SALT LAKE CITY — While most Utahns say they have not seen significant effects from the ongoing tariff battle between the U.S. and China, local business owner Fernanda Böhme has.
“It has impacted our business substantially,” the co-founder of Böhme said. “I don’t think the consumer quite understands what the tariffs are and how it’s impacting their day-to-day lives.”
Since starting her Sandy-based boutique in 2006 with her sister, Böhme said she's been able to save hundreds of thousands of dollars by manufacturing goods and merchandise overseas. The business has since grown to 17 locations in Utah, Idaho, South Dakota, Iowa and Montana.
But due to tariffs imposed on clothing, shoes and other imports, Bohme said her business costs have spiked.
“China has been a huge partner for us to be able to bring in the goods at a much better price in a much higher quality,” she said.
Additionally, she’s depended on China to manufacture the business’ store fixtures.
In order to keep their pricing to consumers affordable and competitive, Böhme said her business has had to absorb most of the increased costs, but not all of them.
“We have been increasing our prices just a little bit,” she said.
While she doesn’t believe prices of consumer goods will double overall, she predicts that costs will gradually increase and consumers might not notice, because they will acclimate to the new costs.
About 70% of Utahns say they have not seen any impact from trade negotiations or the recent tariff increases compared to 19% who say they have noticed some impact, according to the latest Zions Bank Utah Consumer Attitude Index, based on a survey of 500 Utah households. About 11% said they were unsure.
On Sept. 1, the latest round of tariffs were in place affecting a large swath of consumer and agricultural goods that are traded between the U.S. and China, according to Chad Berbert, a principal at the Cicero Group, which serves as advisers to Zions Bank.
The next round of tariff increases are scheduled to occur Oct. 15.
Berbert said Utahns are split about how trade negotiations will affect their personal economic situation. About 46% believe it will negatively affect them and 28% said the negotiations will positively impact their own economic situation.
“Utahns remain somewhat conflicted on future economic conditions and how the negotiations and tariffs will affect them personally,” Berbert said.
Those uncertainties translate to the 18% of Utahns who feel that business conditions will worsen in the next six months, according to the survey.
“Some of this uncertainty is likely coming from mixed economic signals coming both from the Federal Reserve board, which decreased interest rates again, as well as from recent manufacturing job data showing a slowing in nationwide manufacturing growth,” he said.

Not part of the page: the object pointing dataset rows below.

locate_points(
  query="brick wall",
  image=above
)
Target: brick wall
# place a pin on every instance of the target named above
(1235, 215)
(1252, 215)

Berbert said the recent implementation of additional tariffs along with intensifying trade negotiations between the U.S. and China have caused “jitters” in the financial markets and concerns about economic growth.
“Amid all this uncertainty, it is important to note that economic fundamentals here in Utah continue to remain strong,” Berbert said.
Berbert said 96% of Utahns feel that business conditions are either normal or good, and Utahns are more positive about their future incomes as 40% feel their income will increase in the next six months.
Currently, Utah has the eighth-highest median household income in the U.S., according to the U.S. Census Bureau, as household income has increased by 7.8% in the last year.
Aside from her business, Böhme has noticed how tariffs have affected factories in India, Pakistan and China — even forcing some to close.
The justification of tariffs increasing the cost of imported goods in order to drive domestic industry, Böhme said, “is not a reality.”
When businesses are forced to absorb costs, she said, jobs are the first to be cut.
Böhme said she doesn’t plan on laying people off, but she said she’d like to hire more people.
She hopes the tariffs currently imposed aren’t here to stay.
“Even if they come to a trade war agreement, and even if the negotiations escalate even more, and they come to an agreement, I’m afraid that those tariffs are going to be in place still,” she said.